All sources agree that diabetes decreases your body’s ability to ward off infection. For people with diabetes, infections of the gums and mouth can lead to severe gum damage and tooth loss. Tight blood sugar control and excellent oral hygiene can help to prevent these types of dental complications for diabetics.
For those individuals with eating disorders, dental health is an issue worth exploring. Bulemics who regurgitate their food after eating subject their tooth enamel to the very corrosive effects of stomach acids, and this can lead to cavities, discoloration, gum disease and tooth loss.

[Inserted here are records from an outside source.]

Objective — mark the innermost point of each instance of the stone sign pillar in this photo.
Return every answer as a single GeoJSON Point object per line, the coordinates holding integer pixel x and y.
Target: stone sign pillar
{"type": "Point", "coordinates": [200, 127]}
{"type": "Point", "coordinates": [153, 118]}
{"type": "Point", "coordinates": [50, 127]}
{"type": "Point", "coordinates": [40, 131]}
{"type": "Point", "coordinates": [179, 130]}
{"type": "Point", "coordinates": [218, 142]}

In anorexia, the lack of proper nutrition can lead to osteoporosis, a weakening of the bones in the jaw, and tooth loss.
Speaking of osteoporosis, if you already have this condition, oral hygiene is extremely important, since bone loss is as likely to occur in the jaw than anywhere else. Some sources state that the risk of tooth loss is up to three times higher for women with osteoporosis.
Research is beginning to link gum disease with the risk of developing heart disease, but this connection has not yet been completely established. There may be a link between oral bacteria, inflammation, and plaque buildup in the blood vessels, but this potential link is still being investigated.
It is well known that smoking cigarettes can cause tooth discoloration, but some sources state that an enormous percentage of smokers over age 65 are edentulous (without teeth). Smoking also increases the risk of bone loss in the jaw, gum tissue damage, as well as oral sores and cancers.
Pregnancy and Birth
Although the link is not yet fully established, there is growing evidence that gum disease during pregnancy can contribute to low birth weight and prematurity.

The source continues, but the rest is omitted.